How does MS-Teams, Meets and Zoom virtual background works?


All right, so we need a person body segmentation, that's not a huge deal now, but then we need to serve it somewhere and we need to decide if we'll do this on client side, server side or in-between.

All of these have pros and cons, and I am sure big companies already measured and optimized the hell out of the solution and this is why I am interested in the topic.


  👤 rapsey Accepted Answer ✓
I think the most popular solution for this is Google's mediapipe selfie segmentation: https://developers.google.com/mediapipe/solutions/vision/ima...

They definitely do it client side.

I just wish there was something more easily deployable to desktops as a C/Rust solution.


👤 samlinnfer
It is a classic computer vision problem: image segmentation. There are open source tools like rembg (https://github.com/danielgatis/rembg) which call into pre-trained models. It is also easy to train your own model, I've used code from https://github.com/SkyTNT/anime-segmentation with my own data to train an image segmentation model to separate objects with really good results.

👤 pavlov
I'm not aware of any of the big players rendering virtual backgrounds on the server. It's all client-side.

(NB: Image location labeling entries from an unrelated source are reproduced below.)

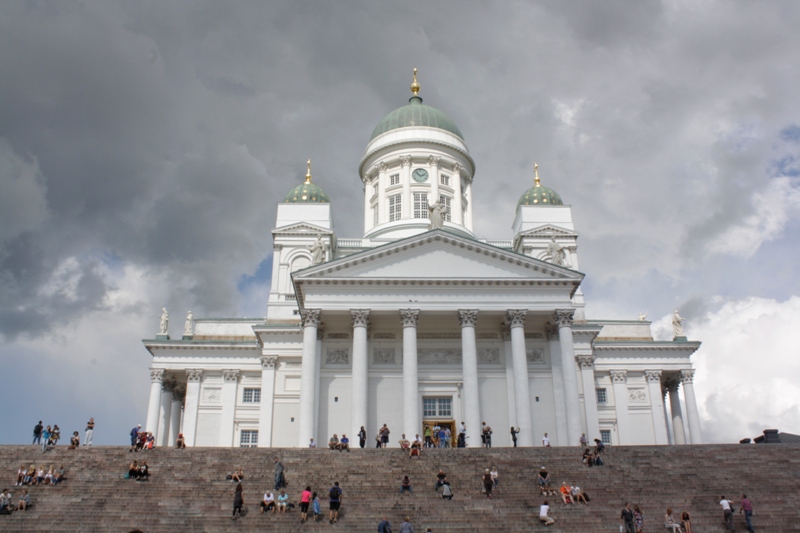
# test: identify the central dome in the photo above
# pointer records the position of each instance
(416, 114)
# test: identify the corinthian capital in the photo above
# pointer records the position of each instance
(516, 317)
(563, 317)
(409, 317)
(310, 317)
(468, 317)
(653, 376)
(359, 317)
(269, 361)
(619, 376)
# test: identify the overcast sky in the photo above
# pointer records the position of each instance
(144, 146)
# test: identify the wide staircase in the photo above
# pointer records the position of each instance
(188, 491)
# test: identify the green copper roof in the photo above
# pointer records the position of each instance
(416, 114)
(539, 195)
(307, 193)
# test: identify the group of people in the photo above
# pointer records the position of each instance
(138, 471)
(49, 436)
(7, 506)
(32, 476)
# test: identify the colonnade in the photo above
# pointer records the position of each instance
(409, 318)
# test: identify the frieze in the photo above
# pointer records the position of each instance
(337, 356)
(383, 356)
(489, 356)
(439, 356)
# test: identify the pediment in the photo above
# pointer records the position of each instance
(301, 228)
(437, 255)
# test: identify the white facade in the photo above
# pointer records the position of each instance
(407, 326)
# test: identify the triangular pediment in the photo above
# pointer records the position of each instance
(437, 255)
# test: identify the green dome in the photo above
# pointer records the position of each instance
(307, 193)
(539, 195)
(416, 114)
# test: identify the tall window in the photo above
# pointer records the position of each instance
(394, 208)
(248, 439)
(251, 396)
(601, 396)
(445, 201)
(420, 205)
(437, 407)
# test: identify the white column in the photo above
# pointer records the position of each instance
(406, 208)
(679, 435)
(193, 378)
(562, 435)
(267, 405)
(383, 208)
(154, 408)
(657, 406)
(589, 398)
(359, 399)
(310, 320)
(457, 213)
(411, 421)
(175, 416)
(516, 321)
(687, 379)
(563, 318)
(620, 380)
(469, 361)
(433, 164)
(162, 435)
(468, 219)
(230, 385)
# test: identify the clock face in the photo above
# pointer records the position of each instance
(420, 175)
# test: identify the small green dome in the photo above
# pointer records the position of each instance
(307, 193)
(416, 114)
(539, 195)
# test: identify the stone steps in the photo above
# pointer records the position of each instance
(188, 490)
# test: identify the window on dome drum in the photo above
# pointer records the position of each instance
(251, 396)
(420, 205)
(248, 439)
(445, 201)
(601, 396)
(437, 407)
(394, 208)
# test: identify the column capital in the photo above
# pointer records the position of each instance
(157, 375)
(563, 317)
(468, 317)
(653, 376)
(310, 317)
(269, 361)
(409, 317)
(230, 376)
(516, 317)
(359, 318)
(194, 374)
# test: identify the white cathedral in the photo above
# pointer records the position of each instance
(421, 322)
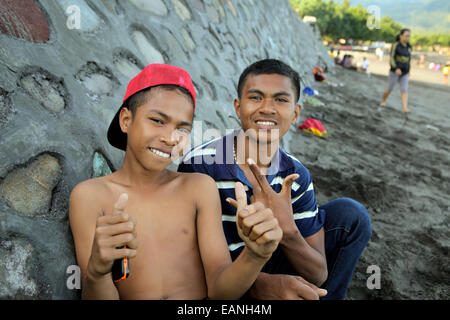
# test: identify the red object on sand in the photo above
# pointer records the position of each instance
(318, 74)
(313, 126)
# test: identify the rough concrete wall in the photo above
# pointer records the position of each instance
(60, 87)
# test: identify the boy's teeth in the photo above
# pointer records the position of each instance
(160, 153)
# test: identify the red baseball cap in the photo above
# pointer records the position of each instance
(152, 75)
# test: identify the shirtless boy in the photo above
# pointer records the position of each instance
(168, 223)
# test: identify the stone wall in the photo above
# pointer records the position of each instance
(60, 86)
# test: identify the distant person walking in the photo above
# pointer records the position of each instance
(400, 62)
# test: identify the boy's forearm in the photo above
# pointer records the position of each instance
(237, 278)
(99, 288)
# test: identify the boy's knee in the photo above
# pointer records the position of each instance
(359, 216)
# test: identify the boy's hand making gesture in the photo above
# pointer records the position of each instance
(112, 232)
(256, 224)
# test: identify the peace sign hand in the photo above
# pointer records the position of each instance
(280, 203)
(256, 224)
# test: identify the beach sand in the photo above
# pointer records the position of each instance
(398, 167)
(417, 72)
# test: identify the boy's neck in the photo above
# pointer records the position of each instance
(134, 174)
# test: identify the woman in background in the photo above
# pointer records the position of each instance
(400, 63)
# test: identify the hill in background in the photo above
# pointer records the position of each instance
(424, 16)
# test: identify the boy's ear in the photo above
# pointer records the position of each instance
(297, 110)
(237, 107)
(125, 118)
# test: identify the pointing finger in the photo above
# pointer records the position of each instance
(287, 183)
(241, 196)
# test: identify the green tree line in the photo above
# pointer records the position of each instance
(342, 20)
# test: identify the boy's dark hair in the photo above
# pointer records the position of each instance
(397, 38)
(270, 66)
(141, 97)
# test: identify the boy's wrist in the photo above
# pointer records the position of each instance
(255, 257)
(93, 276)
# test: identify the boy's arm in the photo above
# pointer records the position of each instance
(95, 244)
(227, 280)
(305, 252)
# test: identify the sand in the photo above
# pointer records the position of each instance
(417, 73)
(398, 167)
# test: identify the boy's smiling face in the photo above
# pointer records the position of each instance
(268, 104)
(160, 128)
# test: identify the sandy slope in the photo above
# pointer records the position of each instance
(398, 167)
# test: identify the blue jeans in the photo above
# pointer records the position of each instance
(347, 231)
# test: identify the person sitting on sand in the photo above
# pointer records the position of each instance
(399, 68)
(364, 65)
(321, 245)
(175, 217)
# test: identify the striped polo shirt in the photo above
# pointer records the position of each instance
(215, 158)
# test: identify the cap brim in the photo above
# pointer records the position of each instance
(116, 137)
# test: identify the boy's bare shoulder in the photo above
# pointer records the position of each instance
(92, 186)
(89, 191)
(197, 180)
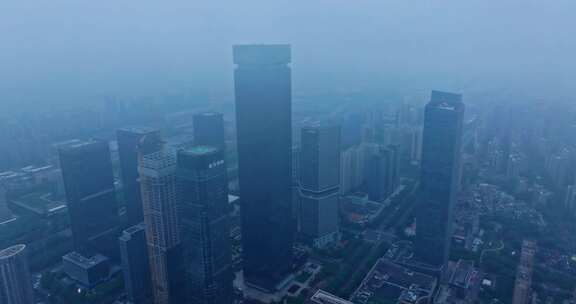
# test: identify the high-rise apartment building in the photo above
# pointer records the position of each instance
(440, 177)
(263, 116)
(161, 199)
(91, 197)
(15, 279)
(133, 142)
(203, 182)
(319, 185)
(135, 264)
(382, 172)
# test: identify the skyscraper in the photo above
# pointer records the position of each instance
(135, 264)
(15, 279)
(382, 173)
(161, 198)
(131, 143)
(209, 130)
(263, 116)
(91, 197)
(320, 184)
(203, 180)
(5, 213)
(440, 176)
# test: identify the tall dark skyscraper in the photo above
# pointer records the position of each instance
(91, 197)
(135, 264)
(133, 142)
(205, 225)
(263, 91)
(161, 200)
(209, 130)
(319, 184)
(15, 279)
(439, 178)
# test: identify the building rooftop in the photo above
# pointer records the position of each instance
(199, 150)
(323, 297)
(390, 281)
(84, 262)
(141, 130)
(11, 251)
(262, 54)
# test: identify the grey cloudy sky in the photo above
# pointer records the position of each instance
(71, 50)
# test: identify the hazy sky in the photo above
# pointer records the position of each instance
(72, 50)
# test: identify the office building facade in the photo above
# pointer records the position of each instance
(15, 279)
(161, 199)
(135, 264)
(440, 177)
(205, 223)
(133, 142)
(91, 197)
(262, 81)
(319, 185)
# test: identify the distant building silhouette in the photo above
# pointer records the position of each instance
(133, 142)
(205, 223)
(15, 279)
(161, 201)
(263, 115)
(320, 184)
(440, 176)
(382, 172)
(209, 130)
(135, 264)
(91, 197)
(5, 212)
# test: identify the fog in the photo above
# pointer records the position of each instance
(70, 51)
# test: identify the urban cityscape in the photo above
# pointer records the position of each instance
(276, 195)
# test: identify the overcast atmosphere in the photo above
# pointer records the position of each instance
(69, 51)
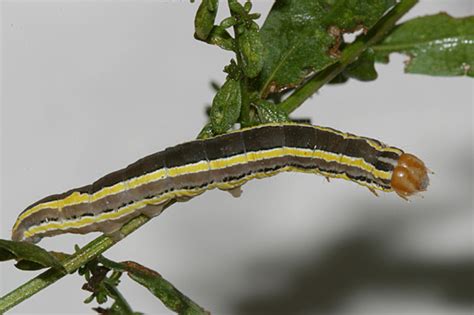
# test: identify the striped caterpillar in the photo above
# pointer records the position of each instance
(226, 162)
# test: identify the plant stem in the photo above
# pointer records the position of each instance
(70, 264)
(245, 111)
(348, 56)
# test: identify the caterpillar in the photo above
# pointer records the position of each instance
(225, 162)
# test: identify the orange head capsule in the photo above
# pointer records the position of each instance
(410, 176)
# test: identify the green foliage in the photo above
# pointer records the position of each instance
(299, 49)
(29, 256)
(251, 48)
(205, 17)
(437, 45)
(302, 37)
(104, 287)
(225, 110)
(268, 112)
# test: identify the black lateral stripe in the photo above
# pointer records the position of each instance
(263, 138)
(145, 165)
(300, 137)
(390, 155)
(83, 189)
(108, 180)
(183, 154)
(382, 166)
(224, 146)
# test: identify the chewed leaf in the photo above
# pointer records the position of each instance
(205, 16)
(29, 256)
(302, 37)
(438, 45)
(225, 110)
(270, 113)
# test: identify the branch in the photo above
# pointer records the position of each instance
(348, 56)
(70, 264)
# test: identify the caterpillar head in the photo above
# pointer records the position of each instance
(410, 176)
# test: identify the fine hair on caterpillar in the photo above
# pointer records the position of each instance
(225, 162)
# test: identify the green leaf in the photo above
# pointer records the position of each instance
(205, 17)
(270, 113)
(29, 256)
(220, 37)
(225, 110)
(438, 45)
(302, 37)
(251, 49)
(165, 291)
(206, 132)
(363, 69)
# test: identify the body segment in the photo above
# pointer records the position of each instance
(225, 162)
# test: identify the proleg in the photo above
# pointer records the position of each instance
(226, 162)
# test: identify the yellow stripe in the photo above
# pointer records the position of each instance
(124, 211)
(78, 198)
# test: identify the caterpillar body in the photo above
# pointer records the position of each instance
(226, 162)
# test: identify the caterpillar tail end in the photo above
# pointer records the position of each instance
(410, 176)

A couple years ago when I worked at Meta, I built the server bits for a demo that was a hybrid solution. The client did the segmentation as usual but instead of sending the final composite, it sent the raw alpha channel (i.e. the transparency mask) in addition to the video stream. The composite was then rendered on a server. This added an interesting level of flexibility to the composition, as you could change the background independently and move/scale the participant's masked video to adapt the layout on the fly. But I don't suppose it ever went into production.


👤 rcarmo
It’s done client side. Even a measly iGPU can do this today, and you don’t even get the option to turn it on if your hardware isn’t able to do it.

👤 theGeatZhopa
Computer vision, otsy algorithm, and some movement comparison like if the recorded pixel is same in value, make it's value smaller and display it. Over the time all stable pixels will loose its information, but the ones, that record movements, will be refreshed each time. With that you can easily segment background from moving bodied which you are when talking.

And then one needs to think of other possibilities:)


👤 doix
It definitely used to all happen client side, if your graphics stack was messed up, then those tools wouldn't apply those effects.

I haven't used those tools in a couple years, but I doubt it's any different now. I know that Google Meet (the tool I use nowadays) still does it client side. Every now and then I break something when updating my Nvidia drivers on Linux and I can no longer blur my background.


👤 jameshush
What's your use case? If it's for live video calls, I'd recommend using a vendor to handle this (and every other WebRTC edge case you can think of) for you. I'm a bit biased because I work for Daily.co, who does this.

Banuba is great if you're not trying to integrate any WebRTC stuff too.


👤 rspoerri
OBS has a plugin that does background removal and incorporates different solutions to do so.

https://github.com/occ-ai/obs-backgroundremoval


👤 scrapheap
This is an assumption, so may not be how they do it - but I'd assume you'd push it client side and the client doesn't have the hardware or power to do an option then you don't give it to them on that device.